プレイアブルキャラクターの分裂と不完全なメカニクス

「リユニオン」の最大の問題点は、プレイアブルキャラクターがマックスとクロエの二人に分かれていることだ。前作「ダブルエクスポージャー」で導入された次元を超える能力はなくなり、マックスは再び時間を巻き戻す能力に戻った。一方、クロエは「ライフ イズ ストレンジ:ビフォア・ザ・ストーム」のスピンオフで導入された「反論」メカニクスを使用する。しかし、これらのメカニクスは十分に洗練されておらず、12時間という短いプレイ時間の中で二人のキャラクターを交互に操作することで、さらに違和感が増している。

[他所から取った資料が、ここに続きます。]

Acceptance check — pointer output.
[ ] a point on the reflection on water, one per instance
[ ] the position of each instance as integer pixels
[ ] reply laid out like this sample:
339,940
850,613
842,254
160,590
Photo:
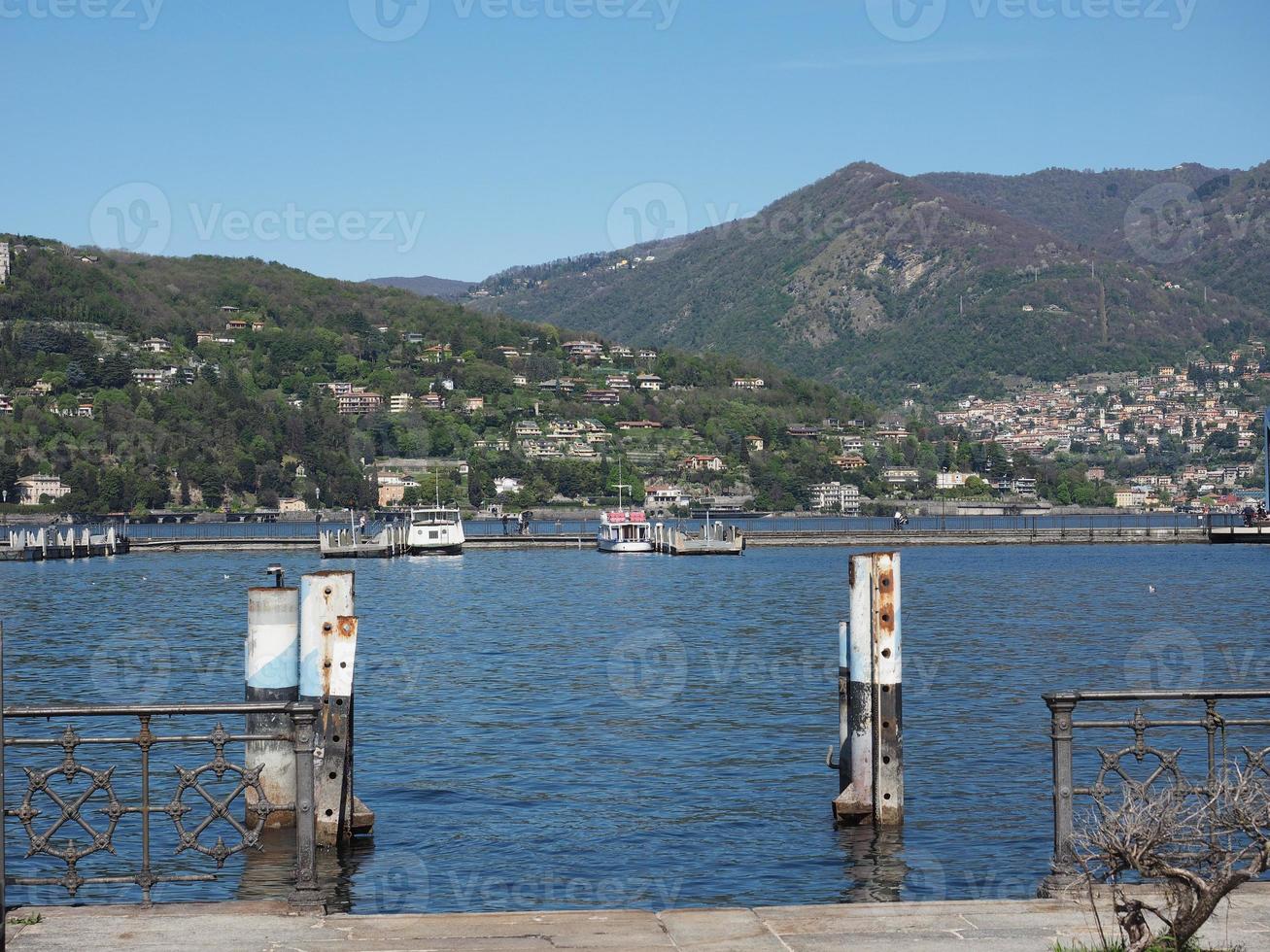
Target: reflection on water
554,730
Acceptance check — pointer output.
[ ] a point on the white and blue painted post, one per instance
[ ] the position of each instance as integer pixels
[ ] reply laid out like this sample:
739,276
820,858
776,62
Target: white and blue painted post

特に、時間を巻き戻すマックスのメカニクスと、クロエの反論メカニクスは、ゲーム内でうまく融合されていない。二人のキャラクターを交互に操作することで、物語の流れが中断されることが多く、プレイヤーはストーリーに没入することが難しい。また、二人のメカニクスが対立するような展開も少なく、その結果、プレイヤーはどちらのキャラクターも十分に活かすことができないまま、ゲームが終了してしまう。

シリーズの終焉にふさわしい結末とは言えない

「ライフ イズ ストレンジ:リユニオン」は、シリーズのファンにとっては感動的な再会の場面もあるかもしれない。しかし、全体として見ると、ストーリーの整合性のなさやメカニクスの不完全さが目立ち、シリーズの完結作としては物足りないものとなっている。特に、シリーズの歴史を知るファンにとっては、この作品がシリーズの終焉を飾るにふさわしいものとは感じられないだろう。

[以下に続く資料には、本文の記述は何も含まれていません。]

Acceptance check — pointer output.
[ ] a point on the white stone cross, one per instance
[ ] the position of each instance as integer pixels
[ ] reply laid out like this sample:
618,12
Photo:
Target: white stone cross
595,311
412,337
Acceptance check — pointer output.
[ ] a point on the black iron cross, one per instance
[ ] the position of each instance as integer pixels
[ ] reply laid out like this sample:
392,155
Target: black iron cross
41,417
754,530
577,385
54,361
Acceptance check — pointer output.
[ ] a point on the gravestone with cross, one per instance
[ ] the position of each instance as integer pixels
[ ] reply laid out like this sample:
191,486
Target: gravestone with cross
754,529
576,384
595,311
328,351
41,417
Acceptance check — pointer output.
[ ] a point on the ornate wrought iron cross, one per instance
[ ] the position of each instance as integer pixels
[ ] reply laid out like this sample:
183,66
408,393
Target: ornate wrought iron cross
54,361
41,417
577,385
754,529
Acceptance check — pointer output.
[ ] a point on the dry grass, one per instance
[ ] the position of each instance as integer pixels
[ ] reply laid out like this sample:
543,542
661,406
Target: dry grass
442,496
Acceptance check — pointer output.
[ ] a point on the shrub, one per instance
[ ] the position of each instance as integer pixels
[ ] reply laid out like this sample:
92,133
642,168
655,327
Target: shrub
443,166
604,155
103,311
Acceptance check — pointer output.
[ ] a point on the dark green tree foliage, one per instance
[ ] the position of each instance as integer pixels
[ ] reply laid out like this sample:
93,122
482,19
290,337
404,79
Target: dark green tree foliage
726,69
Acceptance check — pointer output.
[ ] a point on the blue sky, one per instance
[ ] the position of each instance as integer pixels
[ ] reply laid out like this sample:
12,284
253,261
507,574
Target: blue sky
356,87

「リユニオン」は、シリーズのファンにとっては感動的な再会の場面もあるかもしれないが、全体として見ると、ストーリーの整合性のなさやメカニクスの不完全さが目立ち、シリーズの完結作としては物足りないものとなっている。

まとめ:シリーズの再評価を迫られる作品

「ライフ イズ ストレンジ:リユニオン」は、シリーズのファンにとっては感動的な再会の場面もあるかもしれないが、全体として見ると、ストーリーの整合性のなさやメカニクスの不完全さが目立ち、シリーズの完結作としては物足りないものとなっている。特に、シリーズの歴史を知るファンにとっては、この作品がシリーズの終焉を飾るにふさわしいものとは感じられないだろう。シリーズの再評価を迫られる作品となったと言える。